Mi nieta Paula, de 20 años y que vive en Alemania, terminó sus estudios secundarios allá y, antes de comenzar Medicina, resolvió dedicar un año de su juventud al trabajo social. Para eso aceptó formar parte de un proyecto de la Iglesia Evangélica Alemana, en la ciudad bonaerense de Quilmes, dedicado a un Jardín de Infantes de niños carenciados. Claro, sus primeras impresiones fueron desoladoras acerca del contorno que rodea a esas poblaciones. Hace poco leí en mi computadora una carta que ella escribió a sus maestros, allá. Todo es sorpresa. Sorpresa de cómo una sociedad pueda hacer padecer tantas carencias no ya a parte de sus habitantes sino principalmente a los niños. Estos llegan con hambre y alegría al comedor de todos los días que le ofrece esa iglesia y traen consigo lo que llevan en sus cabezas todos los niños del mundo: “Aunque los de aquí son más fuertes, rápidos y gordos”. Piojos. Debe ser la práctica de décadas. Pero eso fue lo de menos. Para Paula, palpar esa miseria le causó una impresión tan dolorosa que recurrió al ejercicio de ponerse a trabajar y preguntar después. “No puede ser” era la única explicación racional. “No puede ser.” Pero es, en la República Argentina sí, sí, el granero del mundo para los europeos del siglo pasado, el país de los zumos, las mieles, los frutos de las Hespérides. Sí, niños con hambre a media hora de la Casa de Gobierno, con gobernantes que pierden el tiempo poniendo cara de bronce y hablándonos de patria, democracia, futuro, nobleza argentina y otras pamplinas en el tiempo del hambre de 14 millones de pobres.

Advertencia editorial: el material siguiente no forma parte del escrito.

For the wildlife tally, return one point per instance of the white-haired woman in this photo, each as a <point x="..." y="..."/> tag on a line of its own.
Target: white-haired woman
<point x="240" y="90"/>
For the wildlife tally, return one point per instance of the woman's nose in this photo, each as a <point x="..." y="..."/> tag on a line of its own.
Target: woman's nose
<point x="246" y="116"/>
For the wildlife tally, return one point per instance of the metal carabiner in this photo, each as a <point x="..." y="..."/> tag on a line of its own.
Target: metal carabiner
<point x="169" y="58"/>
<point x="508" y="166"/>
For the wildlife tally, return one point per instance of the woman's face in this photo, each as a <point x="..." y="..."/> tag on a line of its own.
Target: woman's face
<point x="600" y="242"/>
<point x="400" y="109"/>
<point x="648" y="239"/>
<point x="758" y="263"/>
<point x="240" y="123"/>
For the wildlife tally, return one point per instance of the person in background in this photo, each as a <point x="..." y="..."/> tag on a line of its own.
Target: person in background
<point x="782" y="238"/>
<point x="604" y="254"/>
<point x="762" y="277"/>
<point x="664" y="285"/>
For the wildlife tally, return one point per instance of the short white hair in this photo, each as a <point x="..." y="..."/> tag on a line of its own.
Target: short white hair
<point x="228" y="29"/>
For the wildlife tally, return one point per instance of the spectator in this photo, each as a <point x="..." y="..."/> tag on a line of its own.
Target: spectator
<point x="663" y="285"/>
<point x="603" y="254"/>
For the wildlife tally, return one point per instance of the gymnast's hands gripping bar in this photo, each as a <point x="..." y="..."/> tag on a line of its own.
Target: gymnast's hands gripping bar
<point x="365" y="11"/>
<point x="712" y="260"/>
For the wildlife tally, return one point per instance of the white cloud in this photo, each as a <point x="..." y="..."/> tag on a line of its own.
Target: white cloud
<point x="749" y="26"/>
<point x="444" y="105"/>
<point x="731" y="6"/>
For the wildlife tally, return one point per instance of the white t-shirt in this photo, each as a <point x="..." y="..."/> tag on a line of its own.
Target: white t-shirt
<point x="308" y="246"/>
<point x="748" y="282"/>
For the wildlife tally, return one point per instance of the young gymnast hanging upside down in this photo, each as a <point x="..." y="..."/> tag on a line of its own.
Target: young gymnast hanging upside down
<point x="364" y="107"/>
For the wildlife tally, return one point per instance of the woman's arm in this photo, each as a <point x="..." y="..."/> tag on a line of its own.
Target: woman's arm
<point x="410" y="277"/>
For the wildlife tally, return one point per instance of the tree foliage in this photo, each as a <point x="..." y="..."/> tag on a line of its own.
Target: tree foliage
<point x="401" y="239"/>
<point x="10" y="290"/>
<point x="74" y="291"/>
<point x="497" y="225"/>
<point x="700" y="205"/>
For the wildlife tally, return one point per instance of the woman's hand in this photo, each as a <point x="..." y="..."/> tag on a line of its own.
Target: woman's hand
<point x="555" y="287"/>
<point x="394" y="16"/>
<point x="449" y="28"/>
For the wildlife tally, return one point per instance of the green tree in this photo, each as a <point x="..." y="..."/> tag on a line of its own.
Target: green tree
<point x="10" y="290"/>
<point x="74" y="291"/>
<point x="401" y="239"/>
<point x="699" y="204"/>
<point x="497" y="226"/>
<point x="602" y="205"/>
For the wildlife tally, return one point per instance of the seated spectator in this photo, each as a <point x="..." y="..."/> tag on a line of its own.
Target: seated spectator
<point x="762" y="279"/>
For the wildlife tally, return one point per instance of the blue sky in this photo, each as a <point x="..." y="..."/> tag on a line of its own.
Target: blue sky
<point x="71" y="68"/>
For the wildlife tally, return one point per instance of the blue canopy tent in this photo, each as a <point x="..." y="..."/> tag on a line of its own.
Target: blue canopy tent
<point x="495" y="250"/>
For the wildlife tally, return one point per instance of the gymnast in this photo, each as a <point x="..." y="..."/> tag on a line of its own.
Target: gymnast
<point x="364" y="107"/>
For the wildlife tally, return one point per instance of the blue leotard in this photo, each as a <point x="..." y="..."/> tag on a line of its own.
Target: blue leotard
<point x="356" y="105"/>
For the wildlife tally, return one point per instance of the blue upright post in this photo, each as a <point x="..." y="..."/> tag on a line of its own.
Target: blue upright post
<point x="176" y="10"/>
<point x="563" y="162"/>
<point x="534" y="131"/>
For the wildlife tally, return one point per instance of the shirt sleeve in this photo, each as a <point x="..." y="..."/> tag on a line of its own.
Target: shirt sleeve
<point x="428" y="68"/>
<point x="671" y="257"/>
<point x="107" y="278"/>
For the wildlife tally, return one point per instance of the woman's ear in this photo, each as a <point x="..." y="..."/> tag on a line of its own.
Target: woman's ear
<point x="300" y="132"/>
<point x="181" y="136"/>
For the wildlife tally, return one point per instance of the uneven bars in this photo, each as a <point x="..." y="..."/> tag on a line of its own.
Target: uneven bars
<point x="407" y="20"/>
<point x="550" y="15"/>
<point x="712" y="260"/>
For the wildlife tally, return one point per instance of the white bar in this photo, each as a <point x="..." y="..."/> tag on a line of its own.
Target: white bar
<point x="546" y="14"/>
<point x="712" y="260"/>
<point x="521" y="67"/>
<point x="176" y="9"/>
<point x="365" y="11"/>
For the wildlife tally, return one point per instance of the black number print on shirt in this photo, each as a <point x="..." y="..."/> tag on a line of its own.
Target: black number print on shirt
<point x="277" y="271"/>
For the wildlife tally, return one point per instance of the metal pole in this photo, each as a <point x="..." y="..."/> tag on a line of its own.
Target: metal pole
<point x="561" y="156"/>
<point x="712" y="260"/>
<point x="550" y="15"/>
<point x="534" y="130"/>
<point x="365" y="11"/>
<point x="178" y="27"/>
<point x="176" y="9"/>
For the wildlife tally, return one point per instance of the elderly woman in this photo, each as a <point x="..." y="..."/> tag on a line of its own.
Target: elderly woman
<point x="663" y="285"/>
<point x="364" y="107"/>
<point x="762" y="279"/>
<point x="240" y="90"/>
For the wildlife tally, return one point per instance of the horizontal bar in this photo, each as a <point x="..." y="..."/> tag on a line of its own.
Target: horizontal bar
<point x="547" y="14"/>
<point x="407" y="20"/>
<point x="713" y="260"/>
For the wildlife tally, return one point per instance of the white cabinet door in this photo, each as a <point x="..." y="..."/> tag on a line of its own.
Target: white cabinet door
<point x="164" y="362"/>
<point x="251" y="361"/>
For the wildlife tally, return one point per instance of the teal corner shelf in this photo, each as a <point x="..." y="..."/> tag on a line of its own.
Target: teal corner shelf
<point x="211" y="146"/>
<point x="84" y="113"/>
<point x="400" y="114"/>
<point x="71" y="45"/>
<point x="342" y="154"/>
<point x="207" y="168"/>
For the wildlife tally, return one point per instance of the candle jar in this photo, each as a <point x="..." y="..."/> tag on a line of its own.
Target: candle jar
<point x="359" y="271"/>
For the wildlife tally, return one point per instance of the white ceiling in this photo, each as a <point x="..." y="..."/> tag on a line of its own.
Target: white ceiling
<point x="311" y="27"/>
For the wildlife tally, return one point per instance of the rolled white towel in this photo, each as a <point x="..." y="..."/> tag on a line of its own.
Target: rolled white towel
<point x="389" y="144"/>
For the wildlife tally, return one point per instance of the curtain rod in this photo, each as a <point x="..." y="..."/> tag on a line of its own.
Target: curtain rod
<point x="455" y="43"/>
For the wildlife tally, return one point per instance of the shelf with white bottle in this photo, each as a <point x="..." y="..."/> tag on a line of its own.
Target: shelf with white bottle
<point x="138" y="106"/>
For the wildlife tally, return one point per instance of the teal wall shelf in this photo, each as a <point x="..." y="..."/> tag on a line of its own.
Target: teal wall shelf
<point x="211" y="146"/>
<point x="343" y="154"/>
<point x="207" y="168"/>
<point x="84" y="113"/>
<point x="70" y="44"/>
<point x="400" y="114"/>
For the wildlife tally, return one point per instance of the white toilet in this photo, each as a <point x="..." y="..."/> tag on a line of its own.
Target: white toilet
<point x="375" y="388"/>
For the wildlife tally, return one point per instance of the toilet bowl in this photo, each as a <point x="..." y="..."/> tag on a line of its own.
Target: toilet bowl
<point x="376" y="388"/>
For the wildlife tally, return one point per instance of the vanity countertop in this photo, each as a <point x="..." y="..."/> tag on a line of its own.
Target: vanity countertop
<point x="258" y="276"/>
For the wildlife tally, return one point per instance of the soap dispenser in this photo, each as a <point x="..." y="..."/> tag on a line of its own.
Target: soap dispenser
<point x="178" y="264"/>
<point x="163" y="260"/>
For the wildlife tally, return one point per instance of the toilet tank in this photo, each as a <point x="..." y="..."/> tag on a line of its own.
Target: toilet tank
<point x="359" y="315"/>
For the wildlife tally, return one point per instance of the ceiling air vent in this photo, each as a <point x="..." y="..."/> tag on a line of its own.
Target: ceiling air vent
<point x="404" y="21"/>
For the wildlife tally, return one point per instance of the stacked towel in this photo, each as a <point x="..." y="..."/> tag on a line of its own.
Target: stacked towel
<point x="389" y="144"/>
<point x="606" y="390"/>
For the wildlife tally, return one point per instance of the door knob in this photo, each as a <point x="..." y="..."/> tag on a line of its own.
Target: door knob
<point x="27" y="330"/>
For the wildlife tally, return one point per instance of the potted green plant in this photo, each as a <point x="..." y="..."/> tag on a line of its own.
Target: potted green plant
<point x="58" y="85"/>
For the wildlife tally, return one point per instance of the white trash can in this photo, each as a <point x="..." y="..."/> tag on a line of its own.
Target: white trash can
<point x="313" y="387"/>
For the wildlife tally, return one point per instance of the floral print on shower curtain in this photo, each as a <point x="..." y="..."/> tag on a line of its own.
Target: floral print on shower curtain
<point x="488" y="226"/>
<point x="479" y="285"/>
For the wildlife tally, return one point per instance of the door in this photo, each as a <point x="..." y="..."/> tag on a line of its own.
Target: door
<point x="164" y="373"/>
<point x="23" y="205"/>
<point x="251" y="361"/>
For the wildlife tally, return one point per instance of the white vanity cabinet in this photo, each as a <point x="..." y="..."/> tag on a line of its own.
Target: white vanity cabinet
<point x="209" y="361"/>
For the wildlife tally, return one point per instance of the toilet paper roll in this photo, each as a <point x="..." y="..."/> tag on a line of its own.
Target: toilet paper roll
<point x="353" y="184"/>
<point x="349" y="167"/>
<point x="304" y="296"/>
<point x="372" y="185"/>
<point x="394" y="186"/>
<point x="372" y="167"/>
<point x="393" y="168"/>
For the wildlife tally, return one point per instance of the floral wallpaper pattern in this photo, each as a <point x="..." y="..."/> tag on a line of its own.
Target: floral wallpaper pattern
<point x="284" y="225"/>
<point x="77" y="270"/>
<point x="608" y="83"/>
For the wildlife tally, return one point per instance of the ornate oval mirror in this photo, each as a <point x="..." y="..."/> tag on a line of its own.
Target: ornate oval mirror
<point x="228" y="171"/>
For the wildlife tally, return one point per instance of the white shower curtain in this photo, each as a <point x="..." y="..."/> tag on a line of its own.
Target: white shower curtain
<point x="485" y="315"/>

La Congregación Evangélica Argentino-Germana Buenos Aires Sur es la que sostiene al Jardín Maternal “Los Angelitos” y al Jardín de Infantes “El Arca de los Niños”, de Quilmes, donde los pibes están hasta diez horas por día y reciben allí tres comidas, cuidado de salud e higiene, actividades pedagógicas y recreativas. Además, los chicos reciben la enseñanza preescolar para comenzar la escuela lo mejor posible. Con desesperación, casi con lágrimas, mi nieta Paula me dice que todo eso se está por derrumbar. Desde 1982, el proyecto fue apoyado financieramente por iglesias hermanas de Alemania, pero éstas ya han dicho que con motivo de la reunificación alemana y de la ayuda a pueblos más pobres, como los países del Africa, quitarán el apoyo económico, de manera que no se sabe qué ocurrirá en el 2002. Urgen a que de los gastos se haga cargo el apoyo estatal argentino. Y éste mira para otro lado. Ante tal perspectiva, las humildes madres de los niños concurrentes le han escrito a la señora María Isabel Zapatero de Ruckauf, esposa del gobernador, pero hasta ahora no se ha aflojado ni siquiera algún patacón arrugado.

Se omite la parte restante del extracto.